The mistake to avoid is simple: a test can be important enough to run in CI without being important enough to block every PR or to sit inside the publish workflow.

Example:

  • A live provider test may be too slow, flaky, or expensive for normal PR CI.
  • That does not make it a manual-only test.
  • It usually means the test belongs in release CI or scheduled CI instead.

CI lanes

  • PR CI: runs on pull requests or push validation when the touched surface needs it. Use this for fast, high-signal checks that should catch regressions before merge.
  • Release CI: runs before a release in a dedicated workflow lane. It may be blocking or non-blocking, but it is still required CI. Use this for important install, upgrade, compatibility, and provider checks that are too heavy for normal PR workflows.
  • Scheduled CI: runs on a timer or on-demand to catch drift in providers, third-party integrations, or long-running compatibility paths. Use this when you want ongoing coverage but do not want every PR or release to wait on it.
  • Manual only: keep for debug, hardware-specific, or operator-driven VM work. Do not put a suite here just because it is slower than a unit test.

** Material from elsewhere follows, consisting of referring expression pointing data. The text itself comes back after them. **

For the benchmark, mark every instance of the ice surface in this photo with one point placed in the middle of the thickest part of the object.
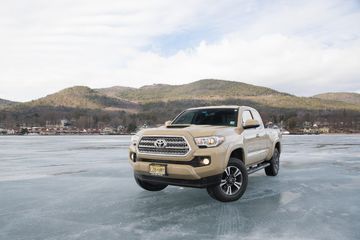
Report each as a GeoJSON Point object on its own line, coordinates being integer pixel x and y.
{"type": "Point", "coordinates": [81, 187]}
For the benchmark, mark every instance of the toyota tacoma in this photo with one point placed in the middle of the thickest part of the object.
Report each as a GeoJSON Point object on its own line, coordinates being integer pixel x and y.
{"type": "Point", "coordinates": [207, 147]}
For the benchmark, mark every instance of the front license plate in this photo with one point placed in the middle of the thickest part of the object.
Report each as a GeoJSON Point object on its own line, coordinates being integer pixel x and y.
{"type": "Point", "coordinates": [158, 170]}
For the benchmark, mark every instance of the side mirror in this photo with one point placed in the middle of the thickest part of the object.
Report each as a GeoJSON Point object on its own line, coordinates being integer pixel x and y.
{"type": "Point", "coordinates": [251, 123]}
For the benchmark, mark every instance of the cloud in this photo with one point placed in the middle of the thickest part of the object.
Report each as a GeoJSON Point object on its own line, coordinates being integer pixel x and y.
{"type": "Point", "coordinates": [302, 47]}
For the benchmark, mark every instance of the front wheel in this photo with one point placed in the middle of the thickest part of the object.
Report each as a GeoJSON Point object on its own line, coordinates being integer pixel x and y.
{"type": "Point", "coordinates": [149, 186]}
{"type": "Point", "coordinates": [233, 182]}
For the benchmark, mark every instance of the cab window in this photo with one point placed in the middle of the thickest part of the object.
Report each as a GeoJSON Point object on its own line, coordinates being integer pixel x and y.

End-to-end and live matrix

Suite What it proves Expected CI lane Blocking guidance
pnpm test Core unit, integration, and routed repo test coverage PR CI Blocking
pnpm test:install:smoke Install script smoke plus packed tarball size checks PR CI when relevant; release CI before tags Blocking
pnpm test:e2e Real gateway WS/HTTP/node pairing behavior PR CI when gateway or pairing changes Blocking when relevant
pnpm test:docker:onboard Interactive onboarding wizard, config creation, gateway startup, health PR CI when onboarding/setup changes; otherwise release CI Blocking when relevant
pnpm test:docker:gateway-network Two-container gateway auth and health path PR CI when gateway/network transport changes; otherwise release CI Blocking when relevant
pnpm test:docker:mcp-channels Real openclaw mcp serve bridge, routing, transcripts, notifications PR CI when MCP/channel bridge surfaces change; otherwise release CI Blocking when relevant
pnpm test:docker:plugins Plugin install, /plugin alias behavior, restart semantics PR CI when plugin runtime or install surfaces change; otherwise release CI Blocking when relevant
pnpm test:docker:doctor-switch Repair and daemon switching between git and npm installs release CI Blocking for release work that touches install or doctor flows
pnpm test:docker:qr QR runtime compatibility under supported Docker Node versions release CI Usually non-blocking, but still required CI
pnpm test:install:e2e Full installer path with real onboarding-style flow in Docker release CI Required CI; may live outside the publish workflow
OpenClaw Cross-OS Release Checks workflow Fresh install, packaged upgrade, installer fresh, dev update across macOS, Windows, Linux release CI Required CI; keep separate from the publish workflow
Native Discord roundtrip in cross-OS release checks Real Discord send/readback after install or update release CI Usually non-blocking, but still required CI when enabled
pnpm test:docker:openwebui OpenClaw behind Open WebUI with a real proxied chat release CI and scheduled CI Non-blocking is fine; do not drop it from CI
pnpm test:live Real provider/model behavior with live credentials scheduled CI and release CI when provider risk matters Non-blocking is fine; do not make "not CI-stable" mean manual-only
pnpm test:docker:live-models and pnpm test:docker:live-gateway Live provider coverage inside repo Docker images scheduled CI and release CI when provider/gateway risk matters Non-blocking is fine
pnpm test:docker:live-cli-backend Real CLI backend compatibility inside Docker scheduled CI Non-blocking is fine
pnpm test:docker:live-acp-bind ACP bind compatibility against real agent backends scheduled CI Non-blocking is fine
pnpm test:docker:live-codex-harness Codex app-server harness compatibility scheduled CI Non-blocking is fine
test:parallels:* VM-specific host/guest install and upgrade smoke manual only unless a dedicated VM CI lane exists Manual/operator lane

Change policy

When you add or move an end-to-end or live suite:

  1. Update this matrix in the same PR.
  2. Update the owning workflow or add the missing lane.
  3. Update any release or maintainer docs that point to the suite.

If current workflows lag behind this matrix, treat that as follow-up work to close rather than as permission to quietly downgrade the suite to manual-only.